Average Precision (AP) @[ IoU=0.50:0.95 | area= all | maxDets=100 ] = 0.804
Average Precision (AP) @[ IoU=0.50 | area= all | maxDets=100 ] = 1.000
Average Precision (AP) @[ IoU=0.75 | area= all | maxDets=100 ] = 0.976
Average Precision (AP) @[ IoU=0.50:0.95 | area= small | maxDets=100 ] = -1.000
Average Precision (AP) @[ IoU=0.50:0.95 | area=medium | maxDets=100 ] = 0.600
Average Precision (AP) @[ IoU=0.50:0.95 | area= large | maxDets=100 ] = 0.808
Average Recall (AR) @[ IoU=0.50:0.95 | area= all | maxDets= 1 ] = 0.819
Average Recall (AR) @[ IoU=0.50:0.95 | area= all | maxDets= 10 ] = 0.824
Average Recall (AR) @[ IoU=0.50:0.95 | area= all | maxDets=100 ] = 0.824
Average Recall (AR) @[ IoU=0.50:0.95 | area= small | maxDets=100 ] = -1.000
Average Recall (AR) @[ IoU=0.50:0.95 | area=medium | maxDets=100 ] = 0.600
Average Recall (AR) @[ IoU=0.50:0.95 | area= large | maxDets=100 ] = 0.828

And the detections follow suit - so I added another 10.000 steps and saw a slight decrease in numbers:

INFO:tensorflow:Step 20000 per-step time 0.454s

Accumulating evaluation results...
DONE (t=0.03s).
Average Precision (AP) @[ IoU=0.50:0.95 | area= all | maxDets=100 ] = 0.798
Average Precision (AP) @[ IoU=0.50 | area= all | maxDets=100 ] = 1.000
Average Precision (AP) @[ IoU=0.75 | area= all | maxDets=100 ] = 1.000
Average Precision (AP) @[ IoU=0.50:0.95 | area= small | maxDets=100 ] = -1.000
Average Precision (AP) @[ IoU=0.50:0.95 | area=medium | maxDets=100 ] = 0.600
Average Precision (AP) @[ IoU=0.50:0.95 | area= large | maxDets=100 ] = 0.803
Average Recall (AR) @[ IoU=0.50:0.95 | area= all | maxDets= 1 ] = 0.820
Average Recall (AR) @[ IoU=0.50:0.95 | area= all | maxDets= 10 ] = 0.820
Average Recall (AR) @[ IoU=0.50:0.95 | area= all | maxDets=100 ] = 0.820
Average Recall (AR) @[ IoU=0.50:0.95 | area= small | maxDets=100 ] = -1.000
Average Recall (AR) @[ IoU=0.50:0.95 | area=medium | maxDets=100 ] = 0.600
Average Recall (AR) @[ IoU=0.50:0.95 | area= large | maxDets=100 ] = 0.824

Tensorflow Model Zoo

And again I am surprised - while the detection rate for some labels stayed the same, it rose to the high nineties for others.
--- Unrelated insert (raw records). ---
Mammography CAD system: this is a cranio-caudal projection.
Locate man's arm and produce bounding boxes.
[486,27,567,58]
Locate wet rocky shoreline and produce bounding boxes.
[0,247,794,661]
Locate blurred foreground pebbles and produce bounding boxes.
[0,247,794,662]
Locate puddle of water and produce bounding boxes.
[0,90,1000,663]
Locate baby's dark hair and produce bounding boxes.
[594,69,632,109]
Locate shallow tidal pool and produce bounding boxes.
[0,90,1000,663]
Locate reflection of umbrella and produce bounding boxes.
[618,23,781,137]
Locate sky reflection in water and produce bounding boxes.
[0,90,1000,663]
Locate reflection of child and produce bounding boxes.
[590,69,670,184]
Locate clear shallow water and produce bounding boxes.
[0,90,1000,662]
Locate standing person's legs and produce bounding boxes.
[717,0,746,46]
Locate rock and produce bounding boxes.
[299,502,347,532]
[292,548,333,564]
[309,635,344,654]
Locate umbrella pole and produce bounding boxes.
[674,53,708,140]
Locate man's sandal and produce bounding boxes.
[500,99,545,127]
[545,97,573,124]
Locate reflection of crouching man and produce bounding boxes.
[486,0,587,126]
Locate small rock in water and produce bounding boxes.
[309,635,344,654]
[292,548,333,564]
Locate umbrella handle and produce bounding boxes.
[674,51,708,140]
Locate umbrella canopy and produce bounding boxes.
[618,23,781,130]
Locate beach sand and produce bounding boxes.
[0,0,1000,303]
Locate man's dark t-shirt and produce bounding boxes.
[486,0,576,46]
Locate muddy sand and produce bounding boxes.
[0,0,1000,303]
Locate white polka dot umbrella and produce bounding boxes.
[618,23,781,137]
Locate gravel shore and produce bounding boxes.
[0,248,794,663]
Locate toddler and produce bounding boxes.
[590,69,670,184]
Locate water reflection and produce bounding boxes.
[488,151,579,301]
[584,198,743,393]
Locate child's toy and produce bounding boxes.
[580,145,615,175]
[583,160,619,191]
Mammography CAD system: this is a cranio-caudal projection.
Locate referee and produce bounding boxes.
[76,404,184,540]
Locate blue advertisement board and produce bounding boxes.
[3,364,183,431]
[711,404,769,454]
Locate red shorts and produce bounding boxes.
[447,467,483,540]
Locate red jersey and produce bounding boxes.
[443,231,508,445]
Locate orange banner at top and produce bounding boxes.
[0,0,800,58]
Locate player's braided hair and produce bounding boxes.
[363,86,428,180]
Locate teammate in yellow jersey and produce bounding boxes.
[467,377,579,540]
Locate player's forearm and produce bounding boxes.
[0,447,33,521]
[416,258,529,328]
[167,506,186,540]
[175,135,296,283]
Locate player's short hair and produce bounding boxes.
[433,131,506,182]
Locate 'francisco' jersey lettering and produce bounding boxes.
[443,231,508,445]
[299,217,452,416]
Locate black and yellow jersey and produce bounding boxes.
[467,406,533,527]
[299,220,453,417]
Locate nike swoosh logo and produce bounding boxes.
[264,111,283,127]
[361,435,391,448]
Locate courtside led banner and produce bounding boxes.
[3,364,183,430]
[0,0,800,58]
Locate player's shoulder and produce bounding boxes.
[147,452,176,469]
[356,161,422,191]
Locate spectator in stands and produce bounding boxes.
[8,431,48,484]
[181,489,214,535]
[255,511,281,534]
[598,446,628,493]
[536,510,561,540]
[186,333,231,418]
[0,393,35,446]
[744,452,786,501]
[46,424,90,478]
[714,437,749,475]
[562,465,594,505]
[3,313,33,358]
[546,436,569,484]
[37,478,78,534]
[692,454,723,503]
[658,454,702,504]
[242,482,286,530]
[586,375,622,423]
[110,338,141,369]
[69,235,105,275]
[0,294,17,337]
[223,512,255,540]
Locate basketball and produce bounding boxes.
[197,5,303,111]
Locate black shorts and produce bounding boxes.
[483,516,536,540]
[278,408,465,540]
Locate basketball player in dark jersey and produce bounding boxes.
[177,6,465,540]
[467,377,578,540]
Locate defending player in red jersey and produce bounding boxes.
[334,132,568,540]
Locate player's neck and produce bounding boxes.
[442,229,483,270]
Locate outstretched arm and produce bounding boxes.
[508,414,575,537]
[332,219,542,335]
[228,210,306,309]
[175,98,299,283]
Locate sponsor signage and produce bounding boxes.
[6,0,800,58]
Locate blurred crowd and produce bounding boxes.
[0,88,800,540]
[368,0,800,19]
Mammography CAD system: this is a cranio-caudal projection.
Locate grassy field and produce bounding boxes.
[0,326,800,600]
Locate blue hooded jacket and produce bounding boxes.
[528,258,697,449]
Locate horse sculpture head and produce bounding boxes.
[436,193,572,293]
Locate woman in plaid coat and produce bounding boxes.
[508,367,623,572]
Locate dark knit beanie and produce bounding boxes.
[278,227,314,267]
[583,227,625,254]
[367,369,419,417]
While dropping blow 50% confidence where the detection rate was high before:

Tensorflow Model Zoo

The next steps would be to replace the trainings images of badly performing labels with higher quality ones. And in general add more, diverse trainings images for all labels and keep running trainings until the improvements start to level out.